Armin Ghobadi, MD, professor, medicine, Oncology, Section of Bone Marrow Transplant; clinical director, Center for Gene and Cellular Immunotherapy, Siteman Cancer Center, Washington University, discusses key findings from the phase 2 portion of a phase 1/2 trial (NCT04984356) evaluating WU-CART-007 (WT-7), an investigational CD7-targeted CAR T-cell therapy, in heavily pretreated patients with relapsed/refractory T-cell acute lymphoblastic leukemia (T-ALL) and lymphoblastic lymphoma (LBL).

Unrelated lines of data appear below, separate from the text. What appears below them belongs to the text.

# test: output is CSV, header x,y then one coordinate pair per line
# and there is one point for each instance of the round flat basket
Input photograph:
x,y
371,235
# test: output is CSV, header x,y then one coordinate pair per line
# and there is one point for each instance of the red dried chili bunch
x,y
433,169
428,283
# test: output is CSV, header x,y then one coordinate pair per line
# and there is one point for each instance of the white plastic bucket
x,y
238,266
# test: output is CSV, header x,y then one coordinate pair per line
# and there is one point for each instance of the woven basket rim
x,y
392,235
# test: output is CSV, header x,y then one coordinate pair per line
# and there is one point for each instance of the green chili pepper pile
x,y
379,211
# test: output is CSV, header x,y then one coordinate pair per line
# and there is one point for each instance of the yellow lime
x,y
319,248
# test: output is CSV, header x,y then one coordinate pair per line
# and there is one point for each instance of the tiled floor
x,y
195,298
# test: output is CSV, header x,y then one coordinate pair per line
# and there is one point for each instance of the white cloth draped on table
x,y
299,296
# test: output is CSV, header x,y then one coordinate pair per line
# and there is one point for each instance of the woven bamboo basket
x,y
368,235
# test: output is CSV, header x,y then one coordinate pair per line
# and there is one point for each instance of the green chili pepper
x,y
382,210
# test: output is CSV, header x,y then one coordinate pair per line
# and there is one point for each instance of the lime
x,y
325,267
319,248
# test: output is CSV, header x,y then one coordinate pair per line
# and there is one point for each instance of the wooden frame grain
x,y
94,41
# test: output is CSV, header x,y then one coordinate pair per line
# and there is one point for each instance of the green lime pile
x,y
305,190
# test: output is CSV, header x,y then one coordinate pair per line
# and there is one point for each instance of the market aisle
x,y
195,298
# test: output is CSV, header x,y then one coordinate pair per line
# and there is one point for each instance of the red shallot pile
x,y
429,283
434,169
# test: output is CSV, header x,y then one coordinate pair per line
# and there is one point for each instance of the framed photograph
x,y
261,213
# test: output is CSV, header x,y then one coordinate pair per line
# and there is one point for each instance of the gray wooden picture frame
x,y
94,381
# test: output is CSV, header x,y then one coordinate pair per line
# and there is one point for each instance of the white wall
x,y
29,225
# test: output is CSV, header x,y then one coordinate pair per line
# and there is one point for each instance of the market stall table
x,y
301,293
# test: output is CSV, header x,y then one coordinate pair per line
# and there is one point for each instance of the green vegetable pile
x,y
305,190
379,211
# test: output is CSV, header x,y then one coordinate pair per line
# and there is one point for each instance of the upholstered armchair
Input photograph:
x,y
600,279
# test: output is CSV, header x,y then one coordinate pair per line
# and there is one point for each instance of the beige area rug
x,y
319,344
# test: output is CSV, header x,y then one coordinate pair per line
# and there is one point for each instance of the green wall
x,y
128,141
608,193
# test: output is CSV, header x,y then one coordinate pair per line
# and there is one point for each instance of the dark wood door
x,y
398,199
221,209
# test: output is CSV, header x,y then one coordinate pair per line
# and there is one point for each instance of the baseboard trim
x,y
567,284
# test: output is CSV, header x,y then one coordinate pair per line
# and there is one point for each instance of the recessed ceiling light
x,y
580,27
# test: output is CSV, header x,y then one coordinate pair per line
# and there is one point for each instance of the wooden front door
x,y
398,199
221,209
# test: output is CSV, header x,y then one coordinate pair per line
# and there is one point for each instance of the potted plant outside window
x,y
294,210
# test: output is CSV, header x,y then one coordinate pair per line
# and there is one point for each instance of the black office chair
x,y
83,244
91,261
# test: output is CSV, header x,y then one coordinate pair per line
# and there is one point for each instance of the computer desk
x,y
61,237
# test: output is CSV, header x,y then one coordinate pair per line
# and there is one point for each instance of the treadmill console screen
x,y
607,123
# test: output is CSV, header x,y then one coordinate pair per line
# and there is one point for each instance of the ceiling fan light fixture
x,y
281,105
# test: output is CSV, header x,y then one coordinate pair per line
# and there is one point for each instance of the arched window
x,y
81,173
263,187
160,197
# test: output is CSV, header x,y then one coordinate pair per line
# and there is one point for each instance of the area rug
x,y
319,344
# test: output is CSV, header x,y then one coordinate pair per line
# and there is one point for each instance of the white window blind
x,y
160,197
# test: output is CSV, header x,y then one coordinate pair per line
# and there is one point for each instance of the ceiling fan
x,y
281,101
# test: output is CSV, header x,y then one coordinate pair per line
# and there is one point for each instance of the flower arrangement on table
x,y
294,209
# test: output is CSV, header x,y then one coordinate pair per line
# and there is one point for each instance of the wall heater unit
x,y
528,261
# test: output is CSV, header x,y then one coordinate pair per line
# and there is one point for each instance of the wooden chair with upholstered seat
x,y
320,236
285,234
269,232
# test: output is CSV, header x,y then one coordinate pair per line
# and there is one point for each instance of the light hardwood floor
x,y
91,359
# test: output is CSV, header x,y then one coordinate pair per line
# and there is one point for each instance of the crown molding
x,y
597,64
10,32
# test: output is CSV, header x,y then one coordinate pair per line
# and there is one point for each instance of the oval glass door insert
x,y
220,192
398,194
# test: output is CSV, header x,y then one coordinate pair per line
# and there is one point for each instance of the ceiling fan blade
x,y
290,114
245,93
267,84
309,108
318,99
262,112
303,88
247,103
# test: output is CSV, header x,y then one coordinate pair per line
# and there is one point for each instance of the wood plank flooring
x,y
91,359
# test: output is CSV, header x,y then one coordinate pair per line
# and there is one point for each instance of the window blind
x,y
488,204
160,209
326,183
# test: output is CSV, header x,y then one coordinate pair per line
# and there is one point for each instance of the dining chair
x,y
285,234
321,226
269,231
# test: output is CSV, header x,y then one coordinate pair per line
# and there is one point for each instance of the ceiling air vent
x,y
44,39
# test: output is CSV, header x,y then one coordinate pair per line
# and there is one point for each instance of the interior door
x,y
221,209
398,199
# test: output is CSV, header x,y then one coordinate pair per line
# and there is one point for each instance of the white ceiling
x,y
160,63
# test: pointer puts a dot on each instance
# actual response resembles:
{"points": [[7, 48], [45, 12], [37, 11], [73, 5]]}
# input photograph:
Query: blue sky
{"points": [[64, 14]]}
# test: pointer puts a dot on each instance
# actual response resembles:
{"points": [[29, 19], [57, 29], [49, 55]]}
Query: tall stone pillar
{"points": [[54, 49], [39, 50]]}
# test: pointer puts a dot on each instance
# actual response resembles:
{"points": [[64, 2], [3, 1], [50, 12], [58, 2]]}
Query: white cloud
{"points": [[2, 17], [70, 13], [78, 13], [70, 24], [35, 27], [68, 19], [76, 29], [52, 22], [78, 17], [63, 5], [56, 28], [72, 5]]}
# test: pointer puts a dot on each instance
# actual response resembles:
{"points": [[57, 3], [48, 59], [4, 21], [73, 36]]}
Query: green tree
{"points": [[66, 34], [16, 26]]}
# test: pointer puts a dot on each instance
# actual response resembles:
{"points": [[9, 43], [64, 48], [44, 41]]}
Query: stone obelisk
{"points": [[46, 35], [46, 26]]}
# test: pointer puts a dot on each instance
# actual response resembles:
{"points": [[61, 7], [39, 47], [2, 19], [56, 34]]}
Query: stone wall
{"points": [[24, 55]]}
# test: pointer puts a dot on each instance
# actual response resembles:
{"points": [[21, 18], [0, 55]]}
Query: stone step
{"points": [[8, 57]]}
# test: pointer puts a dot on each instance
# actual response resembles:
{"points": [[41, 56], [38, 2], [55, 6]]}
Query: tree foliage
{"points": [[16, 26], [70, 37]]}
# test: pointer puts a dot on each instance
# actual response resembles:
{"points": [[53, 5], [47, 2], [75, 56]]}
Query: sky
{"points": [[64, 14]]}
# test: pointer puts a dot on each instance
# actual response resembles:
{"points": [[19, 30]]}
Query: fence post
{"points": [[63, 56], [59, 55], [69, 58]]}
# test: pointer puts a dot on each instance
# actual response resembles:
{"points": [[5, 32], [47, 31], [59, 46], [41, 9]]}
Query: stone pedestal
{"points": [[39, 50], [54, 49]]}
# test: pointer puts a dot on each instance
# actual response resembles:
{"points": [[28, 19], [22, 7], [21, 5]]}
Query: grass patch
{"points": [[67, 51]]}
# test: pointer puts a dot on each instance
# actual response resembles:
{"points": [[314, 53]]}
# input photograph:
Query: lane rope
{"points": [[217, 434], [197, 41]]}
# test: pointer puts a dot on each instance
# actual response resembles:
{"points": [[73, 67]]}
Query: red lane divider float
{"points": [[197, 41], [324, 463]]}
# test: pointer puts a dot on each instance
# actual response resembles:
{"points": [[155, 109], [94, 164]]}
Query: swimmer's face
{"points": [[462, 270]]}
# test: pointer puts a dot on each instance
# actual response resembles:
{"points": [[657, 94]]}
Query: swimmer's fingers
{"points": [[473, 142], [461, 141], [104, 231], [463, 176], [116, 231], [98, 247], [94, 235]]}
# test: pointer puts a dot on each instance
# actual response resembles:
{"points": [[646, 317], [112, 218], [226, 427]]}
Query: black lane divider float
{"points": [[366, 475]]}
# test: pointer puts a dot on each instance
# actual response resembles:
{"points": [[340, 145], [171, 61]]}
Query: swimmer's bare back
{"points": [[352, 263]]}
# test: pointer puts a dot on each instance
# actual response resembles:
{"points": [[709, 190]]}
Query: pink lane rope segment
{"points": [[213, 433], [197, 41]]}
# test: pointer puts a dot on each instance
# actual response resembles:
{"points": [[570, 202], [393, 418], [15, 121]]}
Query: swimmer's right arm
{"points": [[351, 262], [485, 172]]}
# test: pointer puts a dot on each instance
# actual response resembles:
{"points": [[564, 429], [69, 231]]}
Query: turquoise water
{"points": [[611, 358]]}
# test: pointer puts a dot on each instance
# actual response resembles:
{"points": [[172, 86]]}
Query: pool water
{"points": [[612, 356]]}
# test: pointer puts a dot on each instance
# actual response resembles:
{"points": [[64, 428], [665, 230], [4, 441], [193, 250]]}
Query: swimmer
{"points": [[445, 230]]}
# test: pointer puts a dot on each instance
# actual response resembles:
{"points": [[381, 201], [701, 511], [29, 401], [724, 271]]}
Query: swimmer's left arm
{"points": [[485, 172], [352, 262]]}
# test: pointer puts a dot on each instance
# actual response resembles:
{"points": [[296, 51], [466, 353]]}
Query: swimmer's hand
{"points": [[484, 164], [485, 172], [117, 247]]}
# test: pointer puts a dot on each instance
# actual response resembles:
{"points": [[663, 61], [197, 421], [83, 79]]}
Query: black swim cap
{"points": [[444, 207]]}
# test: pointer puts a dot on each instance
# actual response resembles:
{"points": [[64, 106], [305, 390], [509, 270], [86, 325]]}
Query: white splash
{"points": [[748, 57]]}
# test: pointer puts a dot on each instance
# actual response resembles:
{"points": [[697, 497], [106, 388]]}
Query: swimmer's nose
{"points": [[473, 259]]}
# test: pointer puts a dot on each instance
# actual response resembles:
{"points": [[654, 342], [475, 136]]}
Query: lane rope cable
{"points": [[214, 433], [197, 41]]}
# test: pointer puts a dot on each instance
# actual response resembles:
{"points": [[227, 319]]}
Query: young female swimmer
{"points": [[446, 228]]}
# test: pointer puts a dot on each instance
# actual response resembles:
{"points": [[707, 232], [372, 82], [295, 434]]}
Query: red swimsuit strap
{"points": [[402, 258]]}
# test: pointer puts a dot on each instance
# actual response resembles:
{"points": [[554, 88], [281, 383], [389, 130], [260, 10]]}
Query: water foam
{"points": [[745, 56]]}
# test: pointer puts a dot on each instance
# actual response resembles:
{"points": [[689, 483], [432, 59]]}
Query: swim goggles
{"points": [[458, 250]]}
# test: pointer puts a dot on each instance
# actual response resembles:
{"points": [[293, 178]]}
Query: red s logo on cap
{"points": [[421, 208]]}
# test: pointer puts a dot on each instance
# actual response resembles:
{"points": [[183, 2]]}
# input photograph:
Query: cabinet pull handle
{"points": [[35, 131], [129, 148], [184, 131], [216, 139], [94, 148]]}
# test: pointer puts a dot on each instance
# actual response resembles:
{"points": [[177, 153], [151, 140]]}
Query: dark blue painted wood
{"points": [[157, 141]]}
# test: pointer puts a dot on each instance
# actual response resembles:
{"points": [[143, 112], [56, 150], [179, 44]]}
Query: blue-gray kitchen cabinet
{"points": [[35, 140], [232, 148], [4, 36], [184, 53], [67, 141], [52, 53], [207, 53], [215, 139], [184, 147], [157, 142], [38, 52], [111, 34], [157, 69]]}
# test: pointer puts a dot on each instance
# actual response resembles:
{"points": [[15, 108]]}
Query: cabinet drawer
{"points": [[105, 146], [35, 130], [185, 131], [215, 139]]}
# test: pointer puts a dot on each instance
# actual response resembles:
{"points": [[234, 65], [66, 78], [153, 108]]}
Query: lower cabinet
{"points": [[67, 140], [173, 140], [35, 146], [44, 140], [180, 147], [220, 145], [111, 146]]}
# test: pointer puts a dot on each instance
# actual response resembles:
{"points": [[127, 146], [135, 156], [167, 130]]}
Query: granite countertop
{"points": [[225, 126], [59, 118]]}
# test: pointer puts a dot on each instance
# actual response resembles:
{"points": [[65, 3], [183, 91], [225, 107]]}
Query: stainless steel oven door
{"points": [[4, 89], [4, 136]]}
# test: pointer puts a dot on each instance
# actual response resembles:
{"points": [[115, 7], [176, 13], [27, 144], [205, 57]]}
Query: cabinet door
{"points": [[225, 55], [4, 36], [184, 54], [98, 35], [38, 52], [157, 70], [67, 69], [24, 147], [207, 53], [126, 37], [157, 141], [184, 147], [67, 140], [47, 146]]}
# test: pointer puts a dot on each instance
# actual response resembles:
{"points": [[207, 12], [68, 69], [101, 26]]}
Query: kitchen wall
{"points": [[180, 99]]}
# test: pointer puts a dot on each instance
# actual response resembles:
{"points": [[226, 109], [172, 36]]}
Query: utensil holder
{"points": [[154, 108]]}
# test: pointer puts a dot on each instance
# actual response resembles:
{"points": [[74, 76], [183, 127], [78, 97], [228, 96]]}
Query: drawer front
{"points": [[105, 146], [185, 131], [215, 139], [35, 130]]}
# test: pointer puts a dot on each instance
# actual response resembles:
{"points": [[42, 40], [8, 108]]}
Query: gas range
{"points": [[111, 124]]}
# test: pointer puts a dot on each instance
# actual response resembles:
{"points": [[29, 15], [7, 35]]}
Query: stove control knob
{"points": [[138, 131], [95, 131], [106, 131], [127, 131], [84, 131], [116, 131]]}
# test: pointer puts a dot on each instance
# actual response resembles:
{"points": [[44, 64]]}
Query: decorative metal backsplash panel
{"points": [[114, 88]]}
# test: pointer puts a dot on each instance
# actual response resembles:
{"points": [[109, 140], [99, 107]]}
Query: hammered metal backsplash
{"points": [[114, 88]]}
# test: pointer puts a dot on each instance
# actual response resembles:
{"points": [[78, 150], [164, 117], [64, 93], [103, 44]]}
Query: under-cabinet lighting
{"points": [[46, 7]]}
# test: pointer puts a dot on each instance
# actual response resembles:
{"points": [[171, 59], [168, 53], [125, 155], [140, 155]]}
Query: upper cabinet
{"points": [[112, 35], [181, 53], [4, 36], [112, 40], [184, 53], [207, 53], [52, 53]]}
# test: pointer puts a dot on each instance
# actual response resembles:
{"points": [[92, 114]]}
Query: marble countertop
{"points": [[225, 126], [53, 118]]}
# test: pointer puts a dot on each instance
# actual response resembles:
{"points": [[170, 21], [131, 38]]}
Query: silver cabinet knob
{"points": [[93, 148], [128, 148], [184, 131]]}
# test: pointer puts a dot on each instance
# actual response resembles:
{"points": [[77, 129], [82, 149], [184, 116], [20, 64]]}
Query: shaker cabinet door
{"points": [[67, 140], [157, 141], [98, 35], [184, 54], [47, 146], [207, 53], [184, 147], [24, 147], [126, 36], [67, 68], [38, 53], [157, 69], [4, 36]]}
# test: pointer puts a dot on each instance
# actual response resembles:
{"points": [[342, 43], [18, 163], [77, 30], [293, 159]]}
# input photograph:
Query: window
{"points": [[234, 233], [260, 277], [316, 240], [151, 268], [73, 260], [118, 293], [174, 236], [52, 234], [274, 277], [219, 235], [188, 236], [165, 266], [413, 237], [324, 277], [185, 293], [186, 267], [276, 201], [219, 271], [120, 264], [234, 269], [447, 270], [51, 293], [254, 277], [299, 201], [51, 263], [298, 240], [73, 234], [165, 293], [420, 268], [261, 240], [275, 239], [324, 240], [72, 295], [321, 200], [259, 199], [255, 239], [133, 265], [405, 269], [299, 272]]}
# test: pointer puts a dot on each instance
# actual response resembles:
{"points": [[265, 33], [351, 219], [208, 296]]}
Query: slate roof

Results presented at the 2024 ASH Annual Meeting showed that the safety profile of WT-7 was consistent with expectations for this patient population, Ghobadi begins. Cytokine release syndrome (CRS) was reported in 69% of patients, with grade 3 events occurring in 31%. All instances of CRS were effectively managed and resolved, he states. Immune effector cell–associated neurotoxicity syndrome (ICANS) was uncommon; grade 1 or 2 events were reported in 8% of patients, and no instances of grade 3 or higher ICANS were observed, Ghobadi adds. Graft-vs-host disease (GVHD) was infrequent; only one case of transient GVHD was reported and subsequently resolved with treatment, he notes. These findings suggest WT-7 is a feasible therapeutic option for this high-risk population, Ghobadi says.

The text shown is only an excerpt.